Une fois l’amalgame déposé (découpe avec une fraise en carbure de tungstène surtaillée sur turbine et sous spray d’eau), la préparation cavitaire suit un protocole d’élimination tissulaire différencié et centripète, à l’instar du traitement des lésions carieuses volumineuses et profondes (fig. 5). La première étape consiste à régulariser les contours amélaires et à obtenir une surface de dentine périphérique saine, en particulier au niveau de la jonction amélo-dentinaire, afin de garantir des valeurs d’adhérence optimales (de 30 à 55 MPa) [17].
La seconde étape consiste en l’élimination contrôlée de la dentine corrodée sur l’ensemble de la surface cavitaire, hormis les zones juxta-pulpaires qu’il importe de conserver. Du fait de la diminution des valeurs d’adhérence de la dentine corrodée (de l’ordre de 20 MPa) [17], dont il faut conserver qu’une faible surface.

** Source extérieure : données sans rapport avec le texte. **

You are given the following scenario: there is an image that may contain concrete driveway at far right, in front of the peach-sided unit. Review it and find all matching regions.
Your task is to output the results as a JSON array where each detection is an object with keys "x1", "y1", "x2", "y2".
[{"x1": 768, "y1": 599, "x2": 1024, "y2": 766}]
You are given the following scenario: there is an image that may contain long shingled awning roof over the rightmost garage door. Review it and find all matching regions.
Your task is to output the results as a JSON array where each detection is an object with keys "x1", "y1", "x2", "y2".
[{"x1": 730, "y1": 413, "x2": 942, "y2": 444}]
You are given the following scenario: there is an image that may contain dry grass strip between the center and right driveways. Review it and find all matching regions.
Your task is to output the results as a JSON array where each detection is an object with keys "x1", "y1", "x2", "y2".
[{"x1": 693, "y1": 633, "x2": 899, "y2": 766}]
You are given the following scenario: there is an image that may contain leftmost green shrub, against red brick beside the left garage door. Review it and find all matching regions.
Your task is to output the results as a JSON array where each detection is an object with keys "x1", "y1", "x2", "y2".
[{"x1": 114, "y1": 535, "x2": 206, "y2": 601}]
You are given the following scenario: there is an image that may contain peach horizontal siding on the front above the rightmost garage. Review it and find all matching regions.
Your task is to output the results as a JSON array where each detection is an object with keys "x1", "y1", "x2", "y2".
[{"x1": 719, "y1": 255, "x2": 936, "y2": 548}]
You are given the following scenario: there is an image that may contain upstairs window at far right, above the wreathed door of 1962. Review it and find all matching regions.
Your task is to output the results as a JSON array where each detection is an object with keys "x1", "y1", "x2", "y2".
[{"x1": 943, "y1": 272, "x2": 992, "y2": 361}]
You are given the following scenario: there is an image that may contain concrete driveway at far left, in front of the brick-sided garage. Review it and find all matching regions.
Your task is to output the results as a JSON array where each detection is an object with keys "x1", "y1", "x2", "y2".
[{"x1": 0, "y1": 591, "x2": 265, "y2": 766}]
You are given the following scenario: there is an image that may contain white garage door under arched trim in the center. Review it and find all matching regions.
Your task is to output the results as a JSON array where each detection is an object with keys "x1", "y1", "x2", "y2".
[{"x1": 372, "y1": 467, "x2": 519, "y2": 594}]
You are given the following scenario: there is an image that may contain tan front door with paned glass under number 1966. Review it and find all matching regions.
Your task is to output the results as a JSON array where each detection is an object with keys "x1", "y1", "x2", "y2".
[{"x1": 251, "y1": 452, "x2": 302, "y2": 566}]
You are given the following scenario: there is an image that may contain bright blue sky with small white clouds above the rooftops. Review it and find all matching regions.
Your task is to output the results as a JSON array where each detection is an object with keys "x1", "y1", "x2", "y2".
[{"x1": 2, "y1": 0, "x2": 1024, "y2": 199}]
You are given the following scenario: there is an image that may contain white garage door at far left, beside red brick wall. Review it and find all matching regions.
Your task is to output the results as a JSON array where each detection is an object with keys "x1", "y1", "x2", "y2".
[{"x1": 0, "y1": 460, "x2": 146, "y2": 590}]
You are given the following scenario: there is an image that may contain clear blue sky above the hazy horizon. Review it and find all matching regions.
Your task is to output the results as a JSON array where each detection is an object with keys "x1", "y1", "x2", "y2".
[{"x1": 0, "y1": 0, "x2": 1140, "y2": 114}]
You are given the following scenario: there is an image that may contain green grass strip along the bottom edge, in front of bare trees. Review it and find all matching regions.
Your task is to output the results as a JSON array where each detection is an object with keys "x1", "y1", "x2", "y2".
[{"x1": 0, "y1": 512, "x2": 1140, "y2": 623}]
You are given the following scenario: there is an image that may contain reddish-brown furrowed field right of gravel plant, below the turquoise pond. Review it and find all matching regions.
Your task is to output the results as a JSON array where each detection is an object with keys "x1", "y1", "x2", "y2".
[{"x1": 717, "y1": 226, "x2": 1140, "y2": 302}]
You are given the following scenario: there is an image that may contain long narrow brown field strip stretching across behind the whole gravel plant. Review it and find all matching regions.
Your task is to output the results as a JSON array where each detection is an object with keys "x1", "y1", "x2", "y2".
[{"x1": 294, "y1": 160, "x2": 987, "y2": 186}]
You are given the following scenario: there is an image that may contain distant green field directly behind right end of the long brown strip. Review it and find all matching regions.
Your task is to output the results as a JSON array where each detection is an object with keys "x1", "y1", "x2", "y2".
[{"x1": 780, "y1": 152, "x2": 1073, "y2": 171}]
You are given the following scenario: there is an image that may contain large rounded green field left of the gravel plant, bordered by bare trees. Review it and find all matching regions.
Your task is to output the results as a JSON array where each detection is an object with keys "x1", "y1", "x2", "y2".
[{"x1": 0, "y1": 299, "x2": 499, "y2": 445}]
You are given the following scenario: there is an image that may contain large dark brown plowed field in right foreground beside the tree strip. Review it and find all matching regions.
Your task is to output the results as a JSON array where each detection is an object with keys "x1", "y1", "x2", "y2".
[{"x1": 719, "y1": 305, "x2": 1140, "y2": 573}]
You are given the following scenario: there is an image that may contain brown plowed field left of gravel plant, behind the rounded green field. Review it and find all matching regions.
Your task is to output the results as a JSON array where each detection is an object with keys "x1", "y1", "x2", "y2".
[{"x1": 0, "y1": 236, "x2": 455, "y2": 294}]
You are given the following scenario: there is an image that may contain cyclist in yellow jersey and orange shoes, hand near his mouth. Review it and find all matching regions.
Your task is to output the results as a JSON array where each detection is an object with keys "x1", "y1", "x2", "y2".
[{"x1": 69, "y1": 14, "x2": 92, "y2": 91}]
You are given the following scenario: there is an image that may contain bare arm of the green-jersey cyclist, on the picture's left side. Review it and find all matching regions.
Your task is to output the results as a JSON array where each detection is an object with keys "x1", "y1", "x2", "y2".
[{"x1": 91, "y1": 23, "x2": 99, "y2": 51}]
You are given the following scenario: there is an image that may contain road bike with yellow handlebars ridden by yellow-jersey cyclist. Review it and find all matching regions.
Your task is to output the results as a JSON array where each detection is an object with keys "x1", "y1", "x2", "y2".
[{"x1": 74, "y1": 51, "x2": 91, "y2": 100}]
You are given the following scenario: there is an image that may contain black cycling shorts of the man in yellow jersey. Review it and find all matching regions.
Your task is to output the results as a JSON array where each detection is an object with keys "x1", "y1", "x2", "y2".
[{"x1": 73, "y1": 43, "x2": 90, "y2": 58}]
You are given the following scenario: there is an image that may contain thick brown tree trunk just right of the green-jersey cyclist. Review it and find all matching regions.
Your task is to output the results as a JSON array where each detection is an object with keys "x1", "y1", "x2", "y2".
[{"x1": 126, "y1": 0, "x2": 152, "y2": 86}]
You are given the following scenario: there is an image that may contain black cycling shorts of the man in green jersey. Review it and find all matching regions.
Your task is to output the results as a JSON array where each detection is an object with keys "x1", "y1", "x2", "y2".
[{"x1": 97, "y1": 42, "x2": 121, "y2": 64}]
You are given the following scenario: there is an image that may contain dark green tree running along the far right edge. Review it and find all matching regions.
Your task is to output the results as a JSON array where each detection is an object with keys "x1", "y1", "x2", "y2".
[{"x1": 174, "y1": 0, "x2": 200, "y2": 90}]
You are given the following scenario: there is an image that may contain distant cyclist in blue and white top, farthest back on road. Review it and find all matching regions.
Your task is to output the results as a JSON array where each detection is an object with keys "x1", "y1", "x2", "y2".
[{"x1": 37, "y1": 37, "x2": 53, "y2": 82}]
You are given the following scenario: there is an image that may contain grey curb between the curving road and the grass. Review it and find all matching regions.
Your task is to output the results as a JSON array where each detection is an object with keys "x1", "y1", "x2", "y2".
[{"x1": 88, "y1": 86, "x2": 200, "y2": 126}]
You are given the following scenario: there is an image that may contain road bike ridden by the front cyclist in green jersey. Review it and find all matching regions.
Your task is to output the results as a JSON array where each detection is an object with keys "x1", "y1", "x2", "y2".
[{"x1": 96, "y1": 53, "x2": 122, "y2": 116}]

Cette approche peut être mise en parallèle avec celle qui régit le traitement de la carie profonde [19].
Ce protocole est un compromis satisfaisant car il permet l’exploitation de la surface dentinaire périphérique pour le collage, en laissant en regard de la pulpe des produits d’oxydation bioactifs et auto-scellant, faisant office de protection dentino-pulpaire. Dans ces conditions, les protocoles d’adhésion peuvent être mis en œuvre directement sur ces surfaces, sans avoir recours à des matériaux de substituts dentinaires. Dans les cas de délabrement important pour lesquels un substitut dentinaire est indiqué (technique sandwich), le ciment verre ionomère modifié par adjonction de résine (CVIMAR) peut être considéré comme le plus adapté du fait de sa capacité de liaison chimique aux oxydes métalliques [20, 21].
L’analyse biomécanique de la perte de substance délabrante tient compte des paramètres classiquement analysés : volume de la perte de substance, nombre de parois restantes, déflexion des parois (forme, possibilité de déformation, rapport hauteur/ épaisseur), analyse occluso-fonctionnelle.
Lors de la réintervention après dépose d’amalgame, la spécificité de l’analyse résidera dans l’appréciation des parois aux caractéristiques mécaniques incertaines : une ou plusieurs parois ne cumulent-elles pas les effets liés aux processus de corrosion et les contraintes générées par le temps (présence de dentine corrodée et/ou de fêlure amélo-dentinaire) ? Ce relevé clinique supplémentaire et spécifique nécessite des conditions d’observation optimales : champ opératoire, surfaces sèches et aide optique avec forte luminosité pour distinguer correctement la présence de ces paramètres délétères.
Une fois le relevé clinique des paramètres négatifs réalisé, une approche thérapeutique adaptée est à observer systématiquement.
En règle générale, on aura intérêt à recouvrir les parois encore constituées partiellement de dentine corrodée pour limiter les risques de fracture ou de sensibilités postopératoires dus aux possibilités de déformation des structures.
Concernant les fêlures existantes, la démarche se fait en fonction de la lecture de leur trajet. La décision ira de l’équilibration occlusale associée au processus adhésif jusqu’à l’élimination de la partie fragilisée et à son recouvrement par la restauration.
Compte tenu de la fréquence du remplacement d’anciennes restaurations à l’amalgame, il apparaît que le risque de réintervention est susceptible d’aggraver la situation et que la restauration adhésive de remplacement n’offre pas toujours le bénéfice attendu en termes de longévité. Il semble alors nécessaire d’adopter une démarche spécifique pour cet acte particulier.
La démarche que nous proposons impose une bonne connaissance et une bonne compréhension des modifications engendrées par l’amalgame afin d’adopter un protocole analytique approprié.
La décision clinique sera fonction de l’atteinte tissulaire et la procédure thérapeutique devra permettre d’appliquer un traitement à la fois préservant les tissus et pérenne.